15 Things that Happen in Retail that are Absolutely Hilarious

Let me tell you, working in retail is a job that can be rewarding, tiring, and terribly annoying within the same 8 hour shift. After working in a housewares store, a specialty store, and now a clothing store…I will tell you: I have seen it all. I have heard everything. Although I’ve seen and heard everything, it never ceases to amaze me how dense human beings can be. People never cease to amaze me. I love what I do, I find such great fulfillment in helping people and being in customer service. What I don’t love is being treated as if I am below another human. So here we have it: 15 Things that Happen in Retail that are Absolutely Hilarious. (give or take a couple people you meet along the way)

  1. It’s quite hilarious that customers from any walk of life seem to look down on retail workers. I mean, really look down on them. On the contrary, my dear friend, you should applaud us for our bravery…we have to deal with people like you every day.
  2. On top of that, the dense ones seem to not think a college degree is something we lowly retail workers can obtain. Which, by the way, is hilarious.
  3. What about a stranger being heavy makes it appropriate to ask when the baby is coming? OR…ooh this is my favorite, “What size are you? I mean, well..my daughter/niece/granddaughter/friend of family is like..your height..but like, thinner?” bullets are literally coming from my eyes.
  4. Being rude/in a rush/angry at a line of people is literally not going to solve anything.
  5. The argument that the computer’s math is wrong.
  6. The argument that a receipt is not necessary for a full cash refund. No, I will not believe you that you paid in cash, would you believe that?
  7. This customer: “I shop anonymously.” And then pay with a credit card.
  8. This customer: “Ha..I just printed up that hundred dollar bill.” Literally, that wasn’t funny the first time I heard it.
  9. This quote, “Oh, wow! It is dead in here! Guess you can close early!” If only, you basic, if only.
  10. This brainiac: “The line is really long…just bring out another register! I’m in a hurry!” Yes, that’s a thing that happens. We just have registers in the back. That we can move around. We purposely don’t have them out to annoy you.
  11. Coupons that employees never have laid eyes on. Coupons that don’t exist. Coupons that aren’t in the customer’s possession, but apparently are at home.
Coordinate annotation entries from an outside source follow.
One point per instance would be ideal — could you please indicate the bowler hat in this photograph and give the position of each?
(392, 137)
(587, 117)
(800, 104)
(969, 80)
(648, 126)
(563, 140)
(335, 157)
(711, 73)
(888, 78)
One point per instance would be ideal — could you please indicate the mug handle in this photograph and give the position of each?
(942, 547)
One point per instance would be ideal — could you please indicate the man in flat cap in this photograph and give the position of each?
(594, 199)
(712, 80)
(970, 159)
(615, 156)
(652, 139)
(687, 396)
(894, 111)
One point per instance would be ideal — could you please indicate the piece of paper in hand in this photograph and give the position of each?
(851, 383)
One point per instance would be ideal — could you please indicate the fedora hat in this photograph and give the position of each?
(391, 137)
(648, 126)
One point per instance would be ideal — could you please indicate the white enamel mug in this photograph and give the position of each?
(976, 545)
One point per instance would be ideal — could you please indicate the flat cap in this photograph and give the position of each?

It’s so good when a customer says that they left their coupon at home, and there are no current coupons. Literally, so good.
  12. Once, at the specialty shop I worked at, a man came in and told me to look into his eyes, and that he was able to read my soul.
  13. Once, at that same specialty shop I worked at, I was told I was white, and basic.. OH MY GOD, I AM?!
  14. Another time, I was told by a real human person that her DAWG could do my job better than me. That’s phenomenal. Please bring him here, the holiday season is coming. We need seasonal people.
  15. Finally, when a female customer shoots dirty looks at you for trying to help her brother/husband/boyfriend/fiance/whatever. Homegirl, please. In case you haven’t noticed– I work here. I don’t want any piece of that.

So there you have it. A billion reasons why retail is a fantastic job to have, bundled into 15. No, please, don’t pat me on the back just yet. Ok, do it.